AI transcription software is changing the ways we do qualitative data analysis, and we’re not paying attention.
That’s the title of the Ignite presentation I delivered at #aes25cbr the 2025 Australian Evaluation Society International Conference in Canberra.
I thought I might try transforming that presentation into a blog post, too.
Ignite is an interesting presentation format – 5 minutes, 20 slides that need to be set to auto-advance every 15 seconds. It forces you to get really precise about what you want to say, and how you pace your talk, because there’s not much room to move! Blog posts are more flexible, but I’ll mostly keep this to what I said during the Ignite session.

That’s the one-sentence version. Here’s the 5 minute version to add more detail, but I have a 20 minute version too haha.

How we analyse data affects findings.
I feel like we don’t talk about this enough when we talk about qualitative analysis. We tend to just say “oh we analysed it, and this is what we found”, but the method matters.
And when the method includes AI tools, that matters too.

Tape, transcribe, code, interpret.
This is a pretty standard way to explain the process for qualitative data analysis (though we’d usually say “record” rather than “tape” these days). There’s loads more than can be unpacked in each of these steps, but the one I’m focused on here is the “Transcribe” step.
Not many evaluation sources give a lot of time to the “Transcribe” step.
But we tend to forget that what we’re doing in that step is data transformation.

Transcription is data transformation.
We’re turning an audio or video representation of our data into a text representation of our data. Any time you transform data, you run the risk of changing the meaning in your data.
And there are limits to how much meaning text can actually capture from spoken communication.

Spoken communication is complex.
Spoken and written language are different from each other. We use different words to convey meanings when we’re speaking and when we’re writing. And when we’re speaking, we have more ways of communicating than just word choice.
Just writing down the words a person spoke doesn’t convey all the meaning they were communicating.
Tone, emphasis, body language, silences, volume, laughter – these are all ways that we add or subvert meaning when we’re speaking.
So it’s worth thinking about how we capture that meaning if we’re transforming spoken data into text.

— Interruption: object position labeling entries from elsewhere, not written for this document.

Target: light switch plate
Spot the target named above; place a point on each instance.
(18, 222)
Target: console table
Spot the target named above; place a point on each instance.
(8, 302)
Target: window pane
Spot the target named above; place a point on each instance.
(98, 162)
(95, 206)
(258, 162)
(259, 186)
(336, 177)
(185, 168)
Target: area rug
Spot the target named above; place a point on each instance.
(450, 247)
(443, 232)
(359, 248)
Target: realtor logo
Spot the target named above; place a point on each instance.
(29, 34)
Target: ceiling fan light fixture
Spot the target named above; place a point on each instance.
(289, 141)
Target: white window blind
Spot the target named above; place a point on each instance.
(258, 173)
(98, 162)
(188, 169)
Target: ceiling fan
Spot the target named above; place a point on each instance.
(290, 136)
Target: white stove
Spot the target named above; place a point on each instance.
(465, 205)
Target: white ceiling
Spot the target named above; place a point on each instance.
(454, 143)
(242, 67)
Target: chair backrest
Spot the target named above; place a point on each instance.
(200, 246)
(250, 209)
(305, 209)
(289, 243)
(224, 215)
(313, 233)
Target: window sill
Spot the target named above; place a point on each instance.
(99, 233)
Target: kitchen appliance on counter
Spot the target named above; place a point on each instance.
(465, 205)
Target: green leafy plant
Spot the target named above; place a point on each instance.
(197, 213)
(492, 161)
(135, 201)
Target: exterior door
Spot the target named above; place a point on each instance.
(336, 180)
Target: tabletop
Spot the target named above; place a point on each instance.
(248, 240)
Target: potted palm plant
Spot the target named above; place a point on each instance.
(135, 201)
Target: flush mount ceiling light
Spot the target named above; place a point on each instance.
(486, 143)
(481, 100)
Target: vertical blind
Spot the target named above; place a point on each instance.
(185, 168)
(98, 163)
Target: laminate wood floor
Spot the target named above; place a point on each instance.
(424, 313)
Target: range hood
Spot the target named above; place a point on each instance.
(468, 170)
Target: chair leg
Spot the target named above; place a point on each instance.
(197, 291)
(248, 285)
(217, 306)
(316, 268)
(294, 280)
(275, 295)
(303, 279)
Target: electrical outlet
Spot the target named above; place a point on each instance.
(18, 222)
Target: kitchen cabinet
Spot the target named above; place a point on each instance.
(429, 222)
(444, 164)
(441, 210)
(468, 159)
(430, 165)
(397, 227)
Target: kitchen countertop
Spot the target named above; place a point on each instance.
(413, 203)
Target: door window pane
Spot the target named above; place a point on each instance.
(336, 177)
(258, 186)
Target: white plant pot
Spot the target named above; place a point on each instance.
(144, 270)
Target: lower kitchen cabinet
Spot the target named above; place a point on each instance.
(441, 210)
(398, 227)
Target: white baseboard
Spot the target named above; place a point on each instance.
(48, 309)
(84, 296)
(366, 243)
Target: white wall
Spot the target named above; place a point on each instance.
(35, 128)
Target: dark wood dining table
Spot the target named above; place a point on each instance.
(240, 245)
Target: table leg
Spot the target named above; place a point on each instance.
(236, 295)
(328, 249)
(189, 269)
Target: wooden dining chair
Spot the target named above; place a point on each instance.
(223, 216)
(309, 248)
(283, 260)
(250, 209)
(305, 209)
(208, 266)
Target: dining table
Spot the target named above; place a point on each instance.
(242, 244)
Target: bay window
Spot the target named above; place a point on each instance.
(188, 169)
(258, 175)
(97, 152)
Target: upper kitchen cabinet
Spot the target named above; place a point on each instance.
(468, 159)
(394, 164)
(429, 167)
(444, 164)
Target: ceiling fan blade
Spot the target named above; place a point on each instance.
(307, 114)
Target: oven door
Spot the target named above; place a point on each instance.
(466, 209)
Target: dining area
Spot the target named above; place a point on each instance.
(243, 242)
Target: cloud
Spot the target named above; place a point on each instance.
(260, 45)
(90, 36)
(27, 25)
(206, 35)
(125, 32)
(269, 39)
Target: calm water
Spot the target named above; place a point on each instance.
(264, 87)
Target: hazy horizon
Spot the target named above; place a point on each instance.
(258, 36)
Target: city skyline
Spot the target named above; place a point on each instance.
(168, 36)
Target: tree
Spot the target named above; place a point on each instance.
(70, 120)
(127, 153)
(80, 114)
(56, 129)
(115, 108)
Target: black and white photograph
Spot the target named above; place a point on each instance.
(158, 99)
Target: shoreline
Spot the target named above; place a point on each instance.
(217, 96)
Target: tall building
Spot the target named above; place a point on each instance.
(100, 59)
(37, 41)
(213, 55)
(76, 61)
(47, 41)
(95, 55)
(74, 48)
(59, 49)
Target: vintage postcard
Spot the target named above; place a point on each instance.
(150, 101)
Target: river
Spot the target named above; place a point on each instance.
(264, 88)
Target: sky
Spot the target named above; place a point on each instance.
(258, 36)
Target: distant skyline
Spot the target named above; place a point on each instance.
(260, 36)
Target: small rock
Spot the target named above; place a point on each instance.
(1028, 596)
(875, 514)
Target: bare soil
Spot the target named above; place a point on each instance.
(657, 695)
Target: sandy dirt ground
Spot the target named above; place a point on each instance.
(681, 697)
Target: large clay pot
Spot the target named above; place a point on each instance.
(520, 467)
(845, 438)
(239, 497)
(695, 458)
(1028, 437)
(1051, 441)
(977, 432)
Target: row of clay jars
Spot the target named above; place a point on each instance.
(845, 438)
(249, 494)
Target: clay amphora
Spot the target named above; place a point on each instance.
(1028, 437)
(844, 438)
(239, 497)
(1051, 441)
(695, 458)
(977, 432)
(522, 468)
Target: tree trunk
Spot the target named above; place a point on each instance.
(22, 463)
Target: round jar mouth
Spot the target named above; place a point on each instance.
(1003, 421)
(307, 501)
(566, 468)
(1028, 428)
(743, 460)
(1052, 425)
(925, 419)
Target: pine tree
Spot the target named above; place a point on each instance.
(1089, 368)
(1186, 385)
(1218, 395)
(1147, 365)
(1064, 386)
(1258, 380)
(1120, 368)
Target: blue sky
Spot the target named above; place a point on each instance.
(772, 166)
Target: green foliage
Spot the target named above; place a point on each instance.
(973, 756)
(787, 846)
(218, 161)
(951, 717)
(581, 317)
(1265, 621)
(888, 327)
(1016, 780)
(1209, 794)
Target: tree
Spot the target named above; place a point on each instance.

This is the bit where the blog post format will struggle to communicate what I said during my presentation. Ironic, right? Go with me on this…
Say you ask me about an experience I had with something.
I say “It was just…” then I pause, then I sigh, and the tone in my voice becomes kind of defeated. I add, “It was just one of those things,” and I look down and away.
Here’s how MS Teams captured that in a transcript:

You ask me about a different experience.
On this occasion, I smile. I shake my head, remembering, and say “It was jst-” I’m speaking quickly and I stumble over my words in my enthusiasm. “-it was just one of those things!” and I’m laughing and grinning by the time I’ve finished the sentence.
MS Teams captured that in a transcript like this:

I think we can see some shortcomings here.

Transcripts are a pretty blunt instrument.
A picture is worth a thousand words, after all. What about a song?
But transforming our data into text is genuinely really useful.
The coding, interpretation, synthesis and reporting steps are all almost always going to be done using text too. So having our data in that same format absolutely makes life easier.

If you dive into the body of literature on transcription (and yes, obviously there is a body of literature on transcription), this inability of text to fully capture the meanings in spoken language is something that has been explored for a while.
There’s lots of different advice about different ways to capture and describe non-word information alongside the words in your transcript. Some people use a systematic code of italics, bolding and indenting to show things like volume changes or emphasis.
Simply adding descriptions of key things can help. Punctuation can add meaning, too.

This might be a better way to represent the opinions I gave before. These are still just representations, but they do hold more information than the words I used alone.
How you do your transcript depends on what matters in your data.
And that depends on what your evaluation questions are. Or your research questions. And it depends on who you’re asking.
You can’t capture everything that communicates meaning from spoken data in text. But you can add some information that makes your transformed data richer.
For example, if one of the things you’re looking to understand is the emotional response that people had when something happened, you’ll need to make sure your transcript captures emotions in some way.
If the people you’re speaking with come from a culture where there’s a lot of meaning conveyed through silences, then your transcript needs to capture those silences.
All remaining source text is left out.